Most wine drinkers simply don’t know how this wine tastes or even its existence. But with bright notes of raspberry, strawberry, red cherry, and blackberry, it’s hard not to fall in love with this bubbling, fruity wine.
Bonarda dell’ Oltrepò Pavese Frizzante
The Bonarda dell’ Oltrepò Pavese Frizzante can range from super dry to very sweet, so not every bottle will be your ideal flavor.
However, the flavor variation is one aspect that makes this beverage captivating.
It has a light citrus taste and a surprisingly dark ruby color that makes the refreshing, delicate taste surprising.
While the wine is brimming with light fruity flavors, there are also soft notes of vanilla that make this a wonderful dessert wine in the summer months.
And some bottles have prominent notes of almond, making for a distinct and alluring flavor and aroma.
Freisa di Chieri
Freisa di Chieri is one of the most versatile red wines on this list.

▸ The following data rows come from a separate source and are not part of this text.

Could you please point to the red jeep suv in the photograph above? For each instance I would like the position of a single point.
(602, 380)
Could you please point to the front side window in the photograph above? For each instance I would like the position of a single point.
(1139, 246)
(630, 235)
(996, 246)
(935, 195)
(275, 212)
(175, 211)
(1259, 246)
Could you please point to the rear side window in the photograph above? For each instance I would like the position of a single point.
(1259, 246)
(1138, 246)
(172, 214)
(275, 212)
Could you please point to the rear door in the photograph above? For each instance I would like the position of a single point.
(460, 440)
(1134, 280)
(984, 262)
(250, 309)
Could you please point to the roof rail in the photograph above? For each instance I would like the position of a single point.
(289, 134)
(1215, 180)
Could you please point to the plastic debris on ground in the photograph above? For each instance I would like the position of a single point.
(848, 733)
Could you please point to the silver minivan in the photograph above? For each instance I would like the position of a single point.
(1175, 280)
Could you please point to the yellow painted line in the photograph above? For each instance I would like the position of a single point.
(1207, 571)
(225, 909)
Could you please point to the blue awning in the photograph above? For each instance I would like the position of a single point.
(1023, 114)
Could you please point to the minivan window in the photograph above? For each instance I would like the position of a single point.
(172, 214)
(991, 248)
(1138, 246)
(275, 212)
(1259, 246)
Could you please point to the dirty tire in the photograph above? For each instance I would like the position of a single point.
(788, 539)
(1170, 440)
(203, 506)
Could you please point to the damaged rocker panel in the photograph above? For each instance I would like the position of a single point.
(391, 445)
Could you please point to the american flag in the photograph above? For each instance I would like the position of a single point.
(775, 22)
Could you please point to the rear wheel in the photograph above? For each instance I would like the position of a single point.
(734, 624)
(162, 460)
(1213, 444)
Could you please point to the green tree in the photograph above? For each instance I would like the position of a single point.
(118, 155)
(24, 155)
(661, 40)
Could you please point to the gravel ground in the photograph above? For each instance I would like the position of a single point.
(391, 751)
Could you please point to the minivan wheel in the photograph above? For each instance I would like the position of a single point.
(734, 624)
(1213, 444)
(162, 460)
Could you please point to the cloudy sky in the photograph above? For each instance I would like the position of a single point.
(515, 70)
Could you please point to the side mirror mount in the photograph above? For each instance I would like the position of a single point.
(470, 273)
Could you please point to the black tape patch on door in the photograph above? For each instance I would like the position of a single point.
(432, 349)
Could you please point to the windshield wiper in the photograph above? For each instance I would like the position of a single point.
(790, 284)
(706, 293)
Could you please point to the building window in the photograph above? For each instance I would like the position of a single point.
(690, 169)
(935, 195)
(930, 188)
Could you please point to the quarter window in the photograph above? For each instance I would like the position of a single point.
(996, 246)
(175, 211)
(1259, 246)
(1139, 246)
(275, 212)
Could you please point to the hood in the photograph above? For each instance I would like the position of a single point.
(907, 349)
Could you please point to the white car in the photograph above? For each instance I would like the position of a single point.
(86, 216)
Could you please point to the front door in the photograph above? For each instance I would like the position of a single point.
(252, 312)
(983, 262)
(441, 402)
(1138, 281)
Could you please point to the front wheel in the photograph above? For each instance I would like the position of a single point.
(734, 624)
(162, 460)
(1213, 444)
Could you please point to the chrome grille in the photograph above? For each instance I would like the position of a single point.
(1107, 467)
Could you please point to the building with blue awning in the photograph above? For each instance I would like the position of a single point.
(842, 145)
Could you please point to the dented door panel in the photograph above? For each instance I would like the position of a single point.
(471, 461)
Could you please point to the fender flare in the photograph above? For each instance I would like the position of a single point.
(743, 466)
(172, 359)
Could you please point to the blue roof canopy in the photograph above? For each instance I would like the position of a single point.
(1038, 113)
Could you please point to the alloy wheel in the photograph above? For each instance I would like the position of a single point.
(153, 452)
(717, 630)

It pairs well with a variety of foods, from pasta to hearty stews to sweet desserts.
The wine comes from a small region between Torino and Chieri, where semi-sweet grapes grow.
Most versions of this wine are dry with flowery and herbal notes, along with dark fruits.
The mild acidity makes it the perfect choice for someone who loves a rich red wine but wants something slightly lighter.
You can find this variety in both full sparkling or semi-sparkling, allowing you to choose the level of bubbles you prefer.
Sangue di Giuda dell’ Oltrepo Pavese
The Sangue di Giuda dell’ Oltrepo Pavese red wine combines two grape varieties: the Barbera and Croatina grapes.
This is one of the sweeter red sparkling wines, most popular in the southern regions of Italy.
The name means “Blood of Judas”, making it a rather controversial label but appropriate for the deep red color.
This hue comes from the combination of fruits, such as black currants, blueberries, and cherries.
But some people detect subtle notes of apple and strawberry, adding to the natural sweetness of this super sparkly wine.
This drink is popular as a dessert wine, as most people find it too sweet to pair with dinner or as a brunch beverage.
The Zweigelt Sekt wine is a creation by a professor from Austria, making this one of the very few sparkling red wines that are not from Italy.
He developed this wine in Austria’s only state-owned vine cultivation station.
Some people find this off-putting, while others think it’s a revelation in the wine cultivation process, as variables are more controlled.
This wine has soft tannins and slight acidity, making it an easy-drinking experience for most wine lovers.
It has a full-bodied and long-lasting tone of dark cherries. Interestingly, the wine is produced in stainless steel and baroque, departing from the traditional wooden barrels.